Après le 7 février 1986 et jusqu'à aujourd'hui, il y a eu des milliers de gens qui ont perdu leur vie, un pneu enflammé autour du cou. Sorti d'une dictature criminelle et dépourvu d'un système de justice, le pays honteusement acceptait cette torture affligée à des gens. C'était des macoutes et c'était la justification. Rien d'autre. Et, 21 ans après, on ne peut pas continuer à justifier cette pratique barbare, et laisser faire des gens qui naturellement ne s'attendent pas à être poursuivis par notre système de justice. Et là, réside tout le problème.

Un crime a été commis
On apprécie à sa juste valeur le sentiment protecteur de ces riverains pour leurs enfants. Mais cela donne-t-il le droit de s'abattre sur une pauvre femme sans défense, fragilisée par cette vie de misère, et de lui infliger cette horrible mort ?

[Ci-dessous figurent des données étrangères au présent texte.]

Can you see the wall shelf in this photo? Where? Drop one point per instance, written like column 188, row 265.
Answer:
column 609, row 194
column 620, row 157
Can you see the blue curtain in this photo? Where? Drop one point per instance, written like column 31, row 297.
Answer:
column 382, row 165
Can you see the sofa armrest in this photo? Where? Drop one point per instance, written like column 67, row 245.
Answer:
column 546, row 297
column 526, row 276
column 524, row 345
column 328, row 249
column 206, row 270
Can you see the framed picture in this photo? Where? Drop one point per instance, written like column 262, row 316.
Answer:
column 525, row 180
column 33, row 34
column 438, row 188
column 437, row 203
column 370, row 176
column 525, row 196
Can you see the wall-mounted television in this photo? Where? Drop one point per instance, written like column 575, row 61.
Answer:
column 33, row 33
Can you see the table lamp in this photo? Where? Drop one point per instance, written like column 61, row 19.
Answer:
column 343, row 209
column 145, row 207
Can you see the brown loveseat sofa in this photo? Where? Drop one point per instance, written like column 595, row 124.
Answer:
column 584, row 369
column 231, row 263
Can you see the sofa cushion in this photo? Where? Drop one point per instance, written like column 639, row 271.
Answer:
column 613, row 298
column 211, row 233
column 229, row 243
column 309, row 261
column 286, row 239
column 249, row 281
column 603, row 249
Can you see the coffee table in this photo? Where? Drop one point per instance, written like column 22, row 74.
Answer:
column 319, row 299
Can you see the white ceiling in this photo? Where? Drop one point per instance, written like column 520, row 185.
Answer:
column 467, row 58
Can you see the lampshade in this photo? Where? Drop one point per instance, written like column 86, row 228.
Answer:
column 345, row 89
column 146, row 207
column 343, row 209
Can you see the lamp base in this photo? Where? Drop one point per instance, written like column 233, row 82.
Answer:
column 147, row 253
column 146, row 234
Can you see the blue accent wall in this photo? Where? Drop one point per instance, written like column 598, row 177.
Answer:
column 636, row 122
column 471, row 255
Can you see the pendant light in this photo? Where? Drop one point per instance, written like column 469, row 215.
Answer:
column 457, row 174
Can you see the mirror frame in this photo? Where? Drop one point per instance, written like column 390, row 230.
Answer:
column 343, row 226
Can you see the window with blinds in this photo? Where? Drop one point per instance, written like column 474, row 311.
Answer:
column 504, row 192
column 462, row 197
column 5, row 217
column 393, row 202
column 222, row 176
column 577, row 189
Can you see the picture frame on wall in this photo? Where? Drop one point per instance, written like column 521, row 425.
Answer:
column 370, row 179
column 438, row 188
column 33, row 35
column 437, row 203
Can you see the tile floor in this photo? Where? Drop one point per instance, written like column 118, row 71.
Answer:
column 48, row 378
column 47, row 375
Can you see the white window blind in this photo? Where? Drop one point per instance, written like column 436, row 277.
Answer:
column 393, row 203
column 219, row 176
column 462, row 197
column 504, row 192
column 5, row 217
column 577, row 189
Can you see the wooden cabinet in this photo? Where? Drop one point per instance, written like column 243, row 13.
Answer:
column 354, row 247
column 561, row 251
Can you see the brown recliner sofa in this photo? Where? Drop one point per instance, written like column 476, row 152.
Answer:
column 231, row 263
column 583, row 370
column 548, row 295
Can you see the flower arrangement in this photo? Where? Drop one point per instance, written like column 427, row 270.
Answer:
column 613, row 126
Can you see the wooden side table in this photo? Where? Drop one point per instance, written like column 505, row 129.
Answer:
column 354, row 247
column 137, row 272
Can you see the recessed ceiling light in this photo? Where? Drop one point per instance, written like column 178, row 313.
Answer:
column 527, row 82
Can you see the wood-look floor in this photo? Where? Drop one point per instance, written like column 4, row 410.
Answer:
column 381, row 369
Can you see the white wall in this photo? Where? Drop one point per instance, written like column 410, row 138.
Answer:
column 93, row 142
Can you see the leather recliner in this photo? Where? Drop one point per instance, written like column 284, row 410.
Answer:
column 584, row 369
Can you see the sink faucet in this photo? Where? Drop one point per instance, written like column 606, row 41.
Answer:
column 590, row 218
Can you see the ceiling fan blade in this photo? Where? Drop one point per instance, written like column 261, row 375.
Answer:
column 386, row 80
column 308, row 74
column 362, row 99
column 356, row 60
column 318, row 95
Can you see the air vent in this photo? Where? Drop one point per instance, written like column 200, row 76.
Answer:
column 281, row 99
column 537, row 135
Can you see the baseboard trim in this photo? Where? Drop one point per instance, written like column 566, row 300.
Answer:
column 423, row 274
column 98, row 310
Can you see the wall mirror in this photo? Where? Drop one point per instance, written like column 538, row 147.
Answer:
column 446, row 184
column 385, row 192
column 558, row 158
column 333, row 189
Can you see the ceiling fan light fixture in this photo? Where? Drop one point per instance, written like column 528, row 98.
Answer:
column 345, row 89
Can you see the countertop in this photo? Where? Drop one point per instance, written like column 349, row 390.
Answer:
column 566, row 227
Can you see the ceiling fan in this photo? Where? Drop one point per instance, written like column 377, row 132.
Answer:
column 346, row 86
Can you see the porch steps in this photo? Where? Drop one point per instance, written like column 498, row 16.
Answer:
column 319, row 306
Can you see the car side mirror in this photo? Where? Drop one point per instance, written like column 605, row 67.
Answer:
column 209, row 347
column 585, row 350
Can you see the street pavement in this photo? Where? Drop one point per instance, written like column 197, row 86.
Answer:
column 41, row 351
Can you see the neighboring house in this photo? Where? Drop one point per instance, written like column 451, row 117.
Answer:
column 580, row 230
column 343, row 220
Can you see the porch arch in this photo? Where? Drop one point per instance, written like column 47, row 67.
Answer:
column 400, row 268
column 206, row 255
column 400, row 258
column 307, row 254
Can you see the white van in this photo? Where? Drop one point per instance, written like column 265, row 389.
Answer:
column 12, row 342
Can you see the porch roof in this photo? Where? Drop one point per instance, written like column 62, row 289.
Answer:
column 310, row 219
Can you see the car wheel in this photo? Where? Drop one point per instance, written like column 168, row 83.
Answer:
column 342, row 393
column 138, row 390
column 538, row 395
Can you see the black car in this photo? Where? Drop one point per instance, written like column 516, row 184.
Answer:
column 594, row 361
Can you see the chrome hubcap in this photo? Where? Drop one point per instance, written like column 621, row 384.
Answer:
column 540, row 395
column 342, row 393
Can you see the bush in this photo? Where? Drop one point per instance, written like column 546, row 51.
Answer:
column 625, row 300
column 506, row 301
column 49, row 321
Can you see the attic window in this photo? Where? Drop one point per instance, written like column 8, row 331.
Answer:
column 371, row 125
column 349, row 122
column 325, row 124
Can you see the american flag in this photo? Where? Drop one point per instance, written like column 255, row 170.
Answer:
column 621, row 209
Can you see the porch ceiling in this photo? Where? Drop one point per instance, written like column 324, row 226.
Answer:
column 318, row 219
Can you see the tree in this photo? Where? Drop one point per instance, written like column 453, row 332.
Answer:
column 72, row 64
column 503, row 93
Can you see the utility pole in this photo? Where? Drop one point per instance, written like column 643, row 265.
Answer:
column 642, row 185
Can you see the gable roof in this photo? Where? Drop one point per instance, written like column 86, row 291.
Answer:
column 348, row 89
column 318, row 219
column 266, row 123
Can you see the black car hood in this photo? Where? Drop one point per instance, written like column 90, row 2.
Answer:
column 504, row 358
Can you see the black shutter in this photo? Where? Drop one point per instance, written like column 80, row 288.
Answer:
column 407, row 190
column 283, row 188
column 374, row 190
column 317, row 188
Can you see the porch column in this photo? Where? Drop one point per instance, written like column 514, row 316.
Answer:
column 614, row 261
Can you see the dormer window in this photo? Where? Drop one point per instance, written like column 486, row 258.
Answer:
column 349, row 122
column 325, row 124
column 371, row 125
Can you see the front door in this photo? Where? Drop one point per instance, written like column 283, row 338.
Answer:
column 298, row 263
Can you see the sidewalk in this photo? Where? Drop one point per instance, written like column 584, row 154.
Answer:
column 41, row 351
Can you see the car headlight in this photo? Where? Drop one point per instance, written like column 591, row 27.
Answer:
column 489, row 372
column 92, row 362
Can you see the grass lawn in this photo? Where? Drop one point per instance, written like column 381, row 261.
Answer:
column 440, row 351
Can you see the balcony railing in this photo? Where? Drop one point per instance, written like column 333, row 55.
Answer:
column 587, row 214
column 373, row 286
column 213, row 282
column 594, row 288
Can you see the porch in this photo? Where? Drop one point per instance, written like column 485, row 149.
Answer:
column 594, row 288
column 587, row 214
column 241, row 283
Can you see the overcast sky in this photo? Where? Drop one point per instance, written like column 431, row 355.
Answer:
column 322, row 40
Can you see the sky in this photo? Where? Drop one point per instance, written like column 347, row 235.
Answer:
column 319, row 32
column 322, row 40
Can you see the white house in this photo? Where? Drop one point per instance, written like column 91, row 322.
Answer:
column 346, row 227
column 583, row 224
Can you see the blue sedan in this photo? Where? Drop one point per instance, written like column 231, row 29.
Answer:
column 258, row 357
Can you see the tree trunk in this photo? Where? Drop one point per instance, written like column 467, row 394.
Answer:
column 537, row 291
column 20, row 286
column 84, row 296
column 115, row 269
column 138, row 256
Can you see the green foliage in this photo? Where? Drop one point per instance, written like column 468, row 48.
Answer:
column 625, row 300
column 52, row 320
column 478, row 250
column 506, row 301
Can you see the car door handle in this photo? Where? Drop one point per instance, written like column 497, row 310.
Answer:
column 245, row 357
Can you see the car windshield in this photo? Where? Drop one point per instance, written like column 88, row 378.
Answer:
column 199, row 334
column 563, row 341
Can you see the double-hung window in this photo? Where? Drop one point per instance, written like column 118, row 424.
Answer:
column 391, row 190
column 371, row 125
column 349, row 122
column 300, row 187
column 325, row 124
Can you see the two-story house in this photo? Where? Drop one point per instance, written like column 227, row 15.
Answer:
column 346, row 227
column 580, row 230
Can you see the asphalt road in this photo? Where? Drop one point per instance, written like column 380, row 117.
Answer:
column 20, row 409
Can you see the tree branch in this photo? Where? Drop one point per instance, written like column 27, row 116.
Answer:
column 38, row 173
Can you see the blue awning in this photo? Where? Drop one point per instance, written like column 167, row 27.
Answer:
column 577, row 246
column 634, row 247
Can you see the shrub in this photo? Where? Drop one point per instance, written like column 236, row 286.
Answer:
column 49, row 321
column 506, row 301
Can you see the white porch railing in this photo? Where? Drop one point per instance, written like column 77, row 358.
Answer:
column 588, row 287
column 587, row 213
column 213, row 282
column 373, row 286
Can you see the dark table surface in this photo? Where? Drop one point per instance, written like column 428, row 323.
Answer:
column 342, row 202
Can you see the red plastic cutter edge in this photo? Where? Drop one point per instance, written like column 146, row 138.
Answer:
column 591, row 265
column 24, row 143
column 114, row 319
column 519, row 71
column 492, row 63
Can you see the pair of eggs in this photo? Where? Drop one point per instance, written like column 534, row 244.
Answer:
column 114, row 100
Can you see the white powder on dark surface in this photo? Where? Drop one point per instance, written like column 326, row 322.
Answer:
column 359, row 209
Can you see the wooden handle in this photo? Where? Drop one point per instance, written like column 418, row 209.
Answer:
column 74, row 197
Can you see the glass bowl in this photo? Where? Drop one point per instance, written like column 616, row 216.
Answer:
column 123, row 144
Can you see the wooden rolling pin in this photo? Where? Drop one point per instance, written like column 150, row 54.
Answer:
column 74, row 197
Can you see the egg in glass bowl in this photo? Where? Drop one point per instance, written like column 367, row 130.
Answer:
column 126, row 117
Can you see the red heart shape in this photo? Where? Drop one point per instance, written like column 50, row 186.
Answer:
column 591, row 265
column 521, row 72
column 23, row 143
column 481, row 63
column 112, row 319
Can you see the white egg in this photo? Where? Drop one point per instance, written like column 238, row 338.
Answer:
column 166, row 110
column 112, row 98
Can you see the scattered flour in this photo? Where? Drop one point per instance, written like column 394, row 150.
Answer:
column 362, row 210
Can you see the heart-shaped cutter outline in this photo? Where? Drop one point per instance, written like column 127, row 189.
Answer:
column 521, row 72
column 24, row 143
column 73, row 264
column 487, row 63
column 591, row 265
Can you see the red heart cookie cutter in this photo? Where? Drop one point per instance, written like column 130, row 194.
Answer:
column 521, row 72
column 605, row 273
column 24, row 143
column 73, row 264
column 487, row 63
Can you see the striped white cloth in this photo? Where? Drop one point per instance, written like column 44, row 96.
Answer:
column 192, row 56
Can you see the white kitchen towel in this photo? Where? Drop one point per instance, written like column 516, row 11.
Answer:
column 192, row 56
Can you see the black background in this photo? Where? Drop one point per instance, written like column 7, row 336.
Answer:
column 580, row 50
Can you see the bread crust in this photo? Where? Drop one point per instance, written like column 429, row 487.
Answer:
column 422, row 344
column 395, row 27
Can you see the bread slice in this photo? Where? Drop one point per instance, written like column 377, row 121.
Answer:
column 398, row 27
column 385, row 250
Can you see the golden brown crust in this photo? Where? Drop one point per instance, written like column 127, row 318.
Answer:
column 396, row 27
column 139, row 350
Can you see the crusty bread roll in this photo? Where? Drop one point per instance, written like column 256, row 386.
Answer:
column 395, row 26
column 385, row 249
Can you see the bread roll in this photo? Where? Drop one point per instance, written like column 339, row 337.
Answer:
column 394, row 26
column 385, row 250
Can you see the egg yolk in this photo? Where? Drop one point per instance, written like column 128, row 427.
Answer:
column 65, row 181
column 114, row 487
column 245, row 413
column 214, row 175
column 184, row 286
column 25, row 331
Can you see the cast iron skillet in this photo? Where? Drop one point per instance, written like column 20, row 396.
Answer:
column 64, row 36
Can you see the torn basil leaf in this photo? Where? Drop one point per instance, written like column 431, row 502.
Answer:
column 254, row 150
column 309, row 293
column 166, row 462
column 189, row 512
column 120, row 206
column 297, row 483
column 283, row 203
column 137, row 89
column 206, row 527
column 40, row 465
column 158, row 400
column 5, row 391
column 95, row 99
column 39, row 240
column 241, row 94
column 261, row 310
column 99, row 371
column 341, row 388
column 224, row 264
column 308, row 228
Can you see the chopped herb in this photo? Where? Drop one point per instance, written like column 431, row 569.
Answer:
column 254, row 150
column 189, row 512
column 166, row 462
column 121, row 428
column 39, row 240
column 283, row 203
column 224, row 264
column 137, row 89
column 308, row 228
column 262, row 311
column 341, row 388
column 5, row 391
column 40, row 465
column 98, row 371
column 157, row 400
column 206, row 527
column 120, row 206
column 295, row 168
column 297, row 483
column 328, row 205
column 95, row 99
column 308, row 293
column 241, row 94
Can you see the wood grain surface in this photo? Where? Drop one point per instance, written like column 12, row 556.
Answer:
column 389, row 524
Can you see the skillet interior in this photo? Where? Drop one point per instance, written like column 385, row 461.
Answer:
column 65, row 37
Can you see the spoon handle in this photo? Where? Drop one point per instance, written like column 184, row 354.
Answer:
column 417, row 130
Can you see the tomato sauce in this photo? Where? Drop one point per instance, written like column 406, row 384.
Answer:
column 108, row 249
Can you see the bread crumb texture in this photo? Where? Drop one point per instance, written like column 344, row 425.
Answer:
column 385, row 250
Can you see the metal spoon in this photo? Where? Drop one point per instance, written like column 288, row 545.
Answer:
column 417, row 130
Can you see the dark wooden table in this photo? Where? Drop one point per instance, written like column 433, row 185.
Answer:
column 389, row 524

Ce sont des lâches qui, pendant ces cinquante dernières années, ont vu leurs enfants broyer par le virus de la faim et des maladies de toutes sortes et n'ont jamais osé demander des comptes aux autorités. Et les voila qui allégrement donnent la mort à une jeune femme qui n'a fait de mal à personne. Si le pays et certaines gens de la ruelle Sicot ne pouvaient protéger cette jeune femme lors de son passage parmi nous, il est grand temps qu'on la réclame dans sa mort. Notre façon de protéger tous ceux et toutes celles qui peuvent subir le même sort dans un futur pas trop lointain.

Que faire!
La justice doit être mise en branle contre ceux ou celles qui ont commis ce crime odieux. Une prime doit être donnée à la personne qui achemine au système judiciaire le nom de celui ou celle qui a soutiré la vie à cette jeune dame. Notre société, et surtout notre système de justice, ne peut continuer à rester indifférente à ces genres de crime. Quelqu'un doit payer de sa liberté pour avoir donné au monde entier le droit de nous voir comme des animaux. Entretemps, nos amies de la « SOFA » ou « Kay Fanm » devraient se rassembler à la place du crime à la ruelle Sicot et dire à ce pays immunisé contre la violence que cette jeune femme était haïtienne, c'est-à-dire quelqu'un qui méritait notre solidarité et notre attention. Aussi tard que cela puisse paraître.
Mais c'est le moins que le pays puisse faire: justice pour cette jeune femme qui n'est plus anonyme car elle est à jamais nôtre. Le symbole de nos luttes contre toutes sortes de violence.